Combining this structural data with the corresponding protein-coding gene sequences allowed the team to perform ancestral sequence reconstruction — a computer-based molecular evolution method that can estimate what ancestral proteins looked like based on the sequence and appearance of modern proteins that evolved from them. .
The reconstruction suggests that the gene for form II rubisco has changed during its evolutionary history to produce proteins with a variety of structures that transform into new forms or revert to old structures quite easily. In contrast, over the course of evolution, selective pressures led to a series of changes that locked the I rubisco form into place — a process called structural imprinting — which is why octameric assembly is the only arrangement we see now. According to the authors, it was assumed that most protein assemblies became entrenched over time by selective pressure to improve their function, as we see with form I rubisco. But this study suggests that evolution may also favor flexible proteins.

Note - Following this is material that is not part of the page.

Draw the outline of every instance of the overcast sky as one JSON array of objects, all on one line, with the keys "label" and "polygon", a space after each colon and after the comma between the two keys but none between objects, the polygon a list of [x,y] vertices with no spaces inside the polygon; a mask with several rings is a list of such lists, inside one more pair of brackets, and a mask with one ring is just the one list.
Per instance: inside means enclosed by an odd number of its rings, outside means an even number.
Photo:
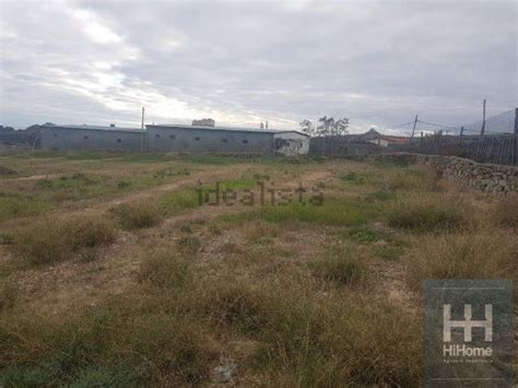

“The big finding from this paper is that there is a lot of structural plasticity,” said Shih, who is also an assistant professor at UC Berkeley. “Proteins may be much more flexible, across the board, than we’ve been led to believe.”
After completing the reconstruction of the ancestral sequence, the team performed mutational experiments to see how changing the assembly of rubisco, in this case breaking a hexamer into a dimer, affected the activity of the enzyme. Unexpectedly, this induced mutation produced a form of rubisco that is better at using its target molecule, CO2. All natural rubiscotes often bind O of similar size2 molecule in the accident, reducing the productivity of the enzyme. There is great interest in the genetic modification of rubisco in agricultural plant species to increase the affinity of the protein for CO2, in order to produce more productive and resource-efficient crops. However, there has been much focus on the active site of the protein—the region of the protein where CO2 or O2 connect
“This is an interesting insight for us because it suggests that to have more fruitful results in rubisco engineering, we can’t just look at the simplest answer, the region of the enzyme that actually interacts with CO.2” said first author Albert Liu, a graduate student in Shih’s lab. “Maybe there are mutations outside of that active site that actually participate in this activity and could potentially change the function of the protein in the way we want. So this is something that really opens the door to future avenues of research.”
Co-author Paul Adams, Associate Director of the Biosciences Laboratory and Vice President for Technology at JBEI added, “The mix of techniques used and the interdisciplinary nature of the team was a real key to success. The work highlights the power of combining genomic data and methods of structural biology to study one of the most important problems in biology and reach some unexpected conclusions.”
The structural biology experiments were performed at Berkeley Lab’s Advanced Light Source (ALS), a Department of Energy (DOE) Office of Science user facility. The SYBILS beam is funded in part by DOE’s Office of Biological and Environmental Research. X-ray crystallography was performed at the Berkeley Center for Structural Biology. JBEI is a Bioenergy Research Center managed by Berkeley Lab. This work was funded by the DOE Office of Science and the David and Lucile Packard Foundation.